Software vulnerabilities are a challenge in cybersecurity. Manual security patches are often difficult and slow to be deployed, while new vulnerabilities are created. Binary code vulnerability detection is less studied and more complex compared to source code, and this has important practical implications. Deep learning has become an efficient and powerful tool in the security domain, where it provides end-to-end and accurate prediction. Modern deep learning approaches learn the program semantics through sequence and graph neural networks, using various intermediate representation of programs, such as abstract syntax trees (AST) or control flow graphs (CFG). Due to the complex nature of program execution, the output of an execution depends on the many program states and inputs. Also, a CFG generated from static analysis can be an overestimation of the true program flow. Moreover, the size of programs often does not allow a graph neural network with fixed layers to aggregate global information. To address these issues, we propose DeepEXE, an agent-based implicit neural network that mimics the execution path of a program. We use reinforcement learning to enhance the branching decision at every program state transition and create a dynamic environment to learn the dependency between a vulnerability and certain program states. An implicitly defined neural network enables nearly infinite state transitions until convergence, which captures the structural information at a higher level. The experiments are conducted on two semi-synthetic and two real-world datasets. We show that DeepEXE is an accurate and efficient method and outperforms the state-of-the-art vulnerability detection methods.
Paper Structure (17 sections, 18 equations, 2 figures, 4 tables)

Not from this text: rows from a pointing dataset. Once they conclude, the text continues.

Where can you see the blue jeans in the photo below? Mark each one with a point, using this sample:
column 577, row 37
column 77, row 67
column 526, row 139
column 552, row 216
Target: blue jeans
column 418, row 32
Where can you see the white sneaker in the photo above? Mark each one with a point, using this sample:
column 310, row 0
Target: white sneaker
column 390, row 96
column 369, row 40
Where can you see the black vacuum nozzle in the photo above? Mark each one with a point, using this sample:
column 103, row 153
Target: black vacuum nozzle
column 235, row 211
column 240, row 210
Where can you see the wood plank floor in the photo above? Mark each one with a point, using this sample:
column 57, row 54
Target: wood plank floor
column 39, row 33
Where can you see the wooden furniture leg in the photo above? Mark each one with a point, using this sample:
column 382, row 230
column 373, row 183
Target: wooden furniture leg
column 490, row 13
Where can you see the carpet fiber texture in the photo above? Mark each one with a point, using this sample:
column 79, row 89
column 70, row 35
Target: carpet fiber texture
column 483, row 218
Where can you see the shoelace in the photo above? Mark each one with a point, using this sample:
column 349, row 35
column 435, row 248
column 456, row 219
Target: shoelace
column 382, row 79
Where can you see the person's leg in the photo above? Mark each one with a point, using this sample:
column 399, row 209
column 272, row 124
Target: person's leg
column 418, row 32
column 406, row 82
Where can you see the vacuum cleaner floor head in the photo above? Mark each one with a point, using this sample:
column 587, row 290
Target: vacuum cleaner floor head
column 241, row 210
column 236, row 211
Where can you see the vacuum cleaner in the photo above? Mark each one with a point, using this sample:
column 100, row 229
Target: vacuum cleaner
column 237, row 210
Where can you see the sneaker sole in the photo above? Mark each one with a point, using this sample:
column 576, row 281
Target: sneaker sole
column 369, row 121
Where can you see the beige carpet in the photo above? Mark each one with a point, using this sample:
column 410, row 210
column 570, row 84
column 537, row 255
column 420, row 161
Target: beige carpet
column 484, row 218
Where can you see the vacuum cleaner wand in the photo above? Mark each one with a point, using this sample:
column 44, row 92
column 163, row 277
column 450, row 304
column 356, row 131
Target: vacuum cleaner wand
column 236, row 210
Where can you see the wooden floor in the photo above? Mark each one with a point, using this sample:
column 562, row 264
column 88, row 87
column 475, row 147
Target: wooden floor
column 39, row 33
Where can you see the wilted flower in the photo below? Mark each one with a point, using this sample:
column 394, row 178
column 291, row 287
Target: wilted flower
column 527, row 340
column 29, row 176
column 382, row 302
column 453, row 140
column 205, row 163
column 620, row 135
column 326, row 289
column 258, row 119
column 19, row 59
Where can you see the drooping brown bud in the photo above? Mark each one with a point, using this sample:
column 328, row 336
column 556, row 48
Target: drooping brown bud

This paper contains 17 sections, 18 equations, 2 figures, 4 tables.

Figures (2)

  • Figure 1: In each epoch, the model simulates one execution session with a specific execution path consisting of multiple steps. At step $i$, the executor chooses the most likely branch for node $j$ to move next based on program state and node semantics. This is one execution with a loop (Epoch 1) and one without (Epoch 2). The model then updates the program state by combining the next node's code semantics.
  • Figure 2: Overall architecture of DeepEXE. Four major segments of our model include input preprocessing, node embedding through sequential model, state transition and structure learning, and prediction and training. DeepEXE combines the local instruction semantics with high-level topological information, where program dependencies are captured through the use of a REINFORCE agent and a GNN with much larger receptive field.